To be clear, this wasn’t a poorly coded, fake app. It was ‘Tickets v2,’ a known and common Discord support bot used by many legitimate servers. The scammer was simply a bad actor using an official tool to create a powerful and false sense of security.
My unfamiliarity with Discord was another key vulnerability. I didn’t know to look for official tags after a server member’s name, the very thing that would have identified the “support agent” as a fake. While this information is often buried in ‘announcement’ channels, it’s unrealistic to expect a user to read through a long history in a busy server just to find a single security warning. Of course, I know to look for this now.
Believing I was in a private, secure support channel (and speaking to a real agent using a legitimate app), I followed the “support agent’s” instructions. They had me do the usual things like clearing my browser cache. Then, they said I needed to resync my wallet.
However, their “solution” was the core of the scam. They sent me to a link: https://bittensor-walletdapp.pages[.]dev. I was on my isolated crypto phone, within the Dapps section of my Nova Wallet, and the interface that loaded looked familiar, like other web3 apps.
I proceeded. I clicked my wallet type, and a pop-up appeared: “starting secure connection…”.
But this was a manufactured problem.
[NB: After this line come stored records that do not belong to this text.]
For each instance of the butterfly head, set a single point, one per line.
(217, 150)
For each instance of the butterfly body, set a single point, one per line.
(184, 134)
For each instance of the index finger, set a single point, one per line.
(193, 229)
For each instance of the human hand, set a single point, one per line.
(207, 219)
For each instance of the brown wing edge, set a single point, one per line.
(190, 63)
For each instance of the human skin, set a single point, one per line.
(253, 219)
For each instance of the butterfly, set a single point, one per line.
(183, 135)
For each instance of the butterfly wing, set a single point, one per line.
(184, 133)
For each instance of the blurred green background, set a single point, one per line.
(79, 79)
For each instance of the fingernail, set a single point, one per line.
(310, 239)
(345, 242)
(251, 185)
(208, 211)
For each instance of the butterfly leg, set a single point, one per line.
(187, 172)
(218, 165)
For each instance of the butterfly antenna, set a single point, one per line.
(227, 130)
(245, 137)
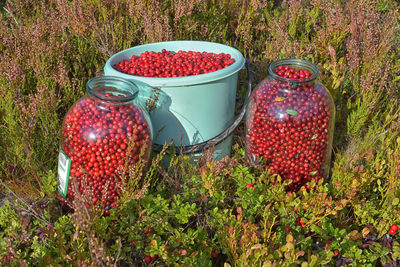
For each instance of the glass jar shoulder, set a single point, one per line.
(286, 100)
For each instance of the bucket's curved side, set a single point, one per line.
(198, 46)
(201, 107)
(197, 113)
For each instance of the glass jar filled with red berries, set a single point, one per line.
(104, 132)
(290, 123)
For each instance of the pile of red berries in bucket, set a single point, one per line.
(102, 133)
(289, 124)
(171, 64)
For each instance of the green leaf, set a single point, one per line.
(244, 204)
(292, 112)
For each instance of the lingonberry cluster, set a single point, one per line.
(288, 126)
(171, 64)
(100, 138)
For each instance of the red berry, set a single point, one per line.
(96, 135)
(174, 64)
(288, 127)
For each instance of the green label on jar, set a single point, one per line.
(64, 166)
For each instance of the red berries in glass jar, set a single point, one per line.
(102, 133)
(289, 124)
(171, 64)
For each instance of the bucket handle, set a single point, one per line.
(200, 147)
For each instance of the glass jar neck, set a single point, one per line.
(111, 89)
(294, 63)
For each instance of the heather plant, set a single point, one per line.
(209, 213)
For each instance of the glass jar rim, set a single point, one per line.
(294, 62)
(119, 85)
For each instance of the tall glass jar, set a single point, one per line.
(103, 133)
(290, 123)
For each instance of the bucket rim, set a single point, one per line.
(179, 81)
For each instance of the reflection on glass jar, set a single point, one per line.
(289, 124)
(103, 133)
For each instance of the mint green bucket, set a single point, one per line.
(197, 111)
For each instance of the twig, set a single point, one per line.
(11, 15)
(30, 210)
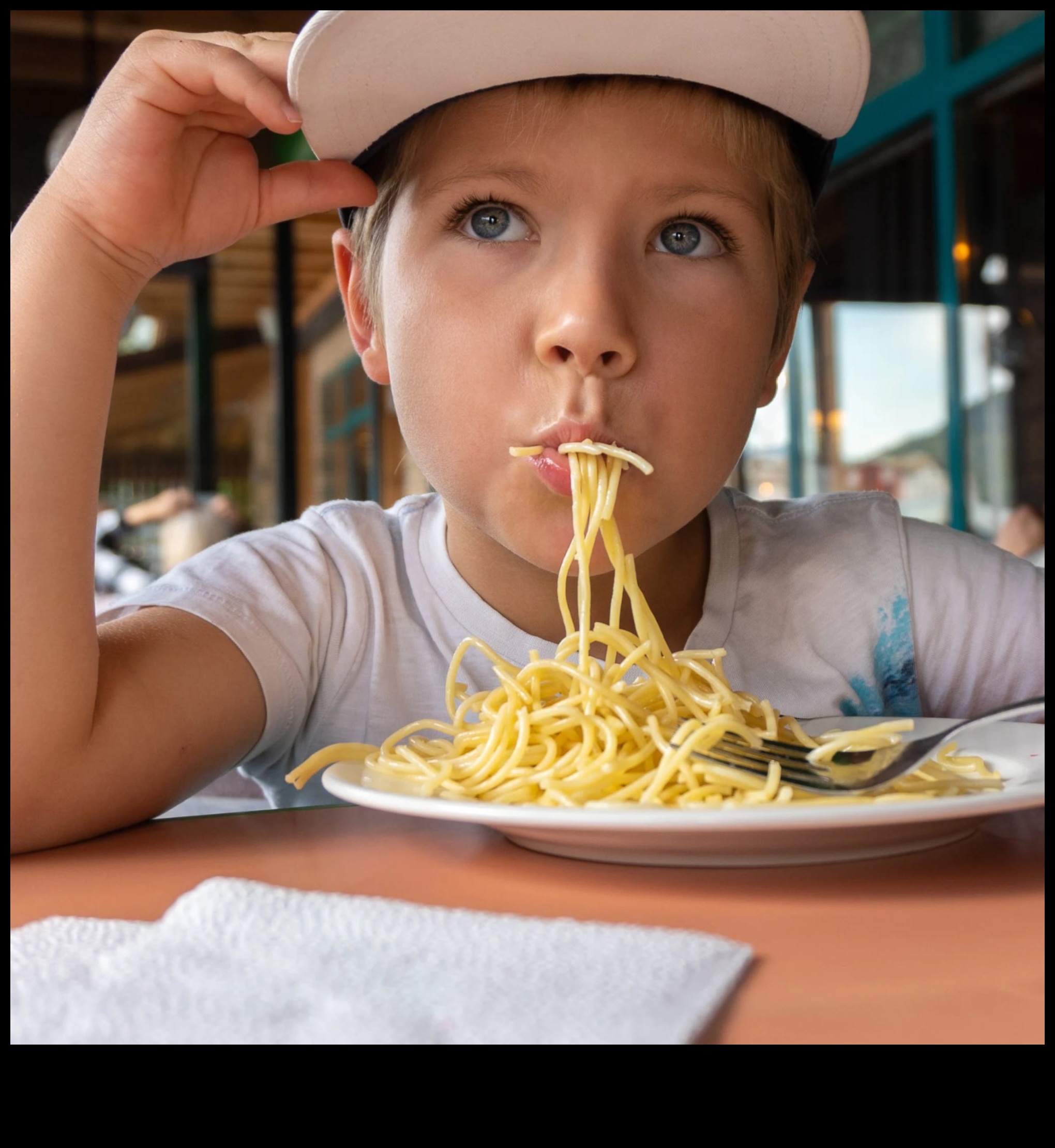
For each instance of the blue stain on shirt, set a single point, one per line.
(894, 690)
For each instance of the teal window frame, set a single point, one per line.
(931, 96)
(367, 414)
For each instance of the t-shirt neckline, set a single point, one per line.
(478, 618)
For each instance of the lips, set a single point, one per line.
(552, 467)
(555, 470)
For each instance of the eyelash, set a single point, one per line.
(462, 210)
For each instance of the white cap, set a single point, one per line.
(356, 76)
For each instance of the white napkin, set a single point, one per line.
(243, 962)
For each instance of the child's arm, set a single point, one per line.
(112, 727)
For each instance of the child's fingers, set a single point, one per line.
(269, 51)
(200, 71)
(308, 186)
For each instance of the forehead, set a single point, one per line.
(633, 131)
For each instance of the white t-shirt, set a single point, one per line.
(827, 606)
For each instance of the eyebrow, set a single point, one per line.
(532, 182)
(670, 193)
(520, 177)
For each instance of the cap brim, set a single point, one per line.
(355, 75)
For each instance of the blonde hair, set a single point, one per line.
(749, 134)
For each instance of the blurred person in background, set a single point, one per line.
(1023, 534)
(186, 527)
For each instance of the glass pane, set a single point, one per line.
(1001, 139)
(986, 387)
(897, 48)
(974, 28)
(765, 463)
(875, 225)
(880, 403)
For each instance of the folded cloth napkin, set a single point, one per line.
(243, 962)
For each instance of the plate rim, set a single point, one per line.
(630, 819)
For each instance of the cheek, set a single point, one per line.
(454, 367)
(710, 355)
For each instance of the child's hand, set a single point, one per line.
(162, 168)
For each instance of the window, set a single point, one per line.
(897, 48)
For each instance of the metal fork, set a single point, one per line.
(849, 773)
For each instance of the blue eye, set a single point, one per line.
(495, 223)
(686, 238)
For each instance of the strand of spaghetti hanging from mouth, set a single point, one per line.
(627, 727)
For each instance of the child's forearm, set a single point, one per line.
(69, 299)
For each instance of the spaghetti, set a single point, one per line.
(627, 726)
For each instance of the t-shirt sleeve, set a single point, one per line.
(285, 602)
(978, 623)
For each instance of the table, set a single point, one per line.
(937, 947)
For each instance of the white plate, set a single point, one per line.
(772, 836)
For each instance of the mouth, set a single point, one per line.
(554, 469)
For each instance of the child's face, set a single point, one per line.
(576, 309)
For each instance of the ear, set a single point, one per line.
(768, 392)
(366, 337)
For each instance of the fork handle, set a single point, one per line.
(1019, 710)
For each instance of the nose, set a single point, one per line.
(586, 326)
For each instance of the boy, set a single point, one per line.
(548, 260)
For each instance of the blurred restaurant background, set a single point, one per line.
(917, 366)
The connection, by design, failed. A new pop-up appeared: “An error occurred… please try again or connect manually”. The “support agent” in the fake ticket chat told me this was not unusual. This, right here, was the critical moment.
Believing I was in an official support channel, solving a known bug, and being guided by a “manual” but necessary fix, I was presented with a screen to “Enter your 12 or 24 Mnemonic words”. This should have been a massive red flag, but in the context of the “secure session” and the “manual connection,” I missed it.
But as soon as I entered my seed phrase, it was over. The scammer engaged in delaying tactics, “let me look into this”, while they cleaned out my wallet. I was also personally distracted; my elderly dog, on her 15th birthday, became unwell, pulling my attention away at the critical moment.
Afterwards, the fake “support ticket” channel vanished from my Discord sidebar. The rest is history.
A Strategic Analysis of the Attack
This was not a simple, “give me your keys” scam. It was a sophisticated, multi-stage attack that exploited trust, technology, and social engineering.
Here is the framework they used:
- Exploit a Real Problem: The scammers monitored the #help channel for real, verifiable issues like the wallet display bug. This made their initial contact seem credible.
- Impersonate Authority & Isolate: By using a legitimate, third-party support bot (‘Tickets v2’), the scammer instantly moved me from a public, community-policed channel into a private, one-on-one “support ticket.” This tactic isolated me and gave them complete control of the environment, making it feel like an official and secure interaction.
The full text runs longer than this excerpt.